Warning: You may want to finish eating, brush your teeth, floss, use mouthwash, and then come back…

OR

If it is early morning, and you haven’t brushed your teeth yet: then scrape the gunk off your teeth with your fingernail. You may have found 10 billion microorganisms in that cubic millimeter.

There are 1 trillion to 10 trillion microorganisms in your mouth. Simply brushing your teeth can get rid of that nasty bacteria film in your mouth. It can also prevent “some of that schmutz” from getting into your lungs. If you are having trace aspiration (saliva, food, and/or liquids getting into your lungs), try to make what gets into your lungs less nasty. You can prevent pneumonia. Pneumonia due to poor oral care is a major avoidable infection, per Shay.

Ross & Crumpler (2006) noted that despite strong evidence in the literature on the role of brushing the teeth in preventing pneumonia, medical staff continue to view oral care as a comfort measure and only use foam swabs.

“Toothette sponges are wimpy,” stressed Shay. They don’t get the gunk (plaque) off the teeth. Plaque is sticky. If not removed, it hardens into tarter (also known as calculus). Then a visit to the dentist is needed to get it off (debridement).

Why is the mouth forgotten in healthcare? We help the dependent elder go to the bathroom many times a day. So why don’t we help brush his teeth?I’ve heard some nurses say they are squeamish about the mouth! It makes them gag! Well, we should be gagging over the costs of neglecting the mouth.

This simple prevention technique of brushing costs pennies a day against the cost of a pneumonia. Based on CDC numbers from 2011, there were 157,500 Hospital Acquired Pneumonia infections that year. CDC states the average extra cost of that hospital acquired infection is $22,875. This equals over 3 billion dollars!

Why are we not protecting this wide open gateway to the body? Imagine your gingival space between the tooth and gum as a huge parking lot. Germs love these 1-3 millimeter deep parking spaces. If germs park in the gingival space for more than 24 hours, they become calcified into plaques. Bacterial loves to stick to plaque. Only brushing removes it. No brushing leads to a build-up of plaque in the gingival space and inflammation (gingivitis).

It only takes 48 hours of hospitalization in a critically ill patient to change this bacteria from the usual gram-positive streptococci to gram-negative microorganisms (the nasty pathogenic bacteria that cause pneumonia).
Maybe we don’t brush our patients teeth because the gums bleed? Blood is okay, per Shay, even if you are on a blood thinner. Shay stated that bleeding is a sign that you need to brush more. It is due to the inflammation, and regular brushing will prevent bleeding. Shay warned that bleeding is only risky if the patient has a blood disorder or disease that causes excessive bleeding.
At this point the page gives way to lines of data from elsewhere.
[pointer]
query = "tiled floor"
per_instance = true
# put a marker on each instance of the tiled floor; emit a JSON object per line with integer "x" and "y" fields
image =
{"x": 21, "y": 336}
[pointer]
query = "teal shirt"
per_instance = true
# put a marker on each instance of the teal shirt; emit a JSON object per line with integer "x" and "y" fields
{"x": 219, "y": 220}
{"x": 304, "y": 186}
Most cases of gingivitis do not progress to the more serious periodontitis, but…Immune-compromising events can cause an autoimmune response that can lead to periodontitis, per Shay. Examples of immunocompromising events are not only hospitalization and critical illness; they could also be the following:

• life stressors
• flu
• depression, and
• pregnancy

Periodontitis is inflammation caused by bacteria that affects the attachment between the tooth and the bone. It is an irreversible destruction of the supporting tissues (i.e., the periodontal ligament to alveolar bone). Then bone-absorbing cells eat away at the bone. The bone will not be regenerated. Additionally, with the gums receding, “there is more surface area to collect gunk,” said Shay. The periodontal pocket that is formed creates a larger “parking garage” of 6-8 millimeters deep. Lots of gram-negative anaerobic bacteria can park there! Pathogenic microorganisms. “These are the same things that cause aspiration pneumonia,” stated Shay.

See the full blog post at www.swallowstudy.com.

Karen Sheffler, MS, CCC-SLP, BCS-S, graduated from the University of Wisconsin-Madison in 1995 with her master’s degree. There, she was under the influence of the great mentors in the field of dysphagia like Dr. John (Jay) Rosenbek, Dr. JoAnne Robbins, and Dr. James L. Coyle. Once the “dysphagia bug” bit, she has never looked back. Karen has always enjoyed medical speech pathology, working in skilled nursing facilities and rehabilitation centers in the 1990s, and now in acute care in the Boston area for more than 14 years. She has trained graduate student clinicians during their acute care internships for more than 10 years. Special interests include neurological conditions, esophageal dysphagia, geriatrics, end-of-life considerations, and patient safety/risk management. She has lectured on various topics in dysphagia in the hospital setting, to dental students at the Tufts University Dental School, and on Lateral Medullary Syndrome at the 2011 ASHA convention. She is a member of the Dysphagia Research Society and the Special Interest Group 13: Swallowing and Swallowing Disorders. Karen obtained her BCS-S (Board Certified Specialist in Swallowing and Swallowing Disorders) in August of 2012. You can follow her blog, www.swallowstudy.com.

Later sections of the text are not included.